Exercise training enhances baroreflex control of heart  rate by a vagal mechanism in rabbits with heart failure

Moderate exercise training (Ex) enhances work capacity and quality of life in patients with chronic heart failure (CHF). We investigated the autonomic components of resting heart rate (HR) and the baroreflex control of HR in conscious, instrumented rabbits with pacing-induced CHF after Ex. Sham and CHF rabbits were exercise trained for 4 wk at 15–18 m/min, 6 days/wk. Arterial pressure and HR were recorded before and after metoprolol (1 mg/kg iv) or after atropine (0.2 mg/kg iv). Mean arterial pressure was altered by infusions of sodium nitroprusside and phenylephrine. The data were fit to a sigmoid (logistic) function. Baseline HRs were 266.5 ± 8.4 and 232.1 ± 1.6 beats/min in CHF and CHF Ex rabbits, respectively ( P < 0.05).

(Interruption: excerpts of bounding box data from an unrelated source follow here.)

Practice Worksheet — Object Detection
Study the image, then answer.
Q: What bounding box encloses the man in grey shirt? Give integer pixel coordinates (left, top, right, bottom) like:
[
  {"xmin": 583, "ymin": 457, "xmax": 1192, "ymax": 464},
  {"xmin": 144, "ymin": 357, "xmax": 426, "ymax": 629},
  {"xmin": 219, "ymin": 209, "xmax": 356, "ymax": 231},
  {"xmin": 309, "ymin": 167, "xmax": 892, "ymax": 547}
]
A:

In the unblocked state, CHF rabbits had a significantly depressed peak baroreflex slope (1.7 ± 0.3 vs. 5.6 ± 0.7 beats · min−1 · mmHg−1; P < 0.001) and HR range (128.6 ± 34.5 vs. 253.2 ± 20.3 beats/min; P < 0.05) compared with normal subjects. Ex increased baroreflex slope to 4.9 ± 0.3 from 1.7 ± 0.3 beats · min−1 · mmHg−1 in unblocked rabbits ( P < 0.001 compared with CHF non-Ex). Ex did not alter baroreflex function in sham animals. After metoprolol, baroreflex slope was significantly increased in CHF Ex rabbits (1.5 ± 0.2 vs. 3.0 ± 0.2 beats · min−1 · mmHg−1; P < 0.05). After atropine, there was no significant change in baroreflex slope or HR range between CHF Ex and CHF rabbits. These data support the view that enhancement of baroreflex control of HR after Ex is due to an augmentation of vagal tone.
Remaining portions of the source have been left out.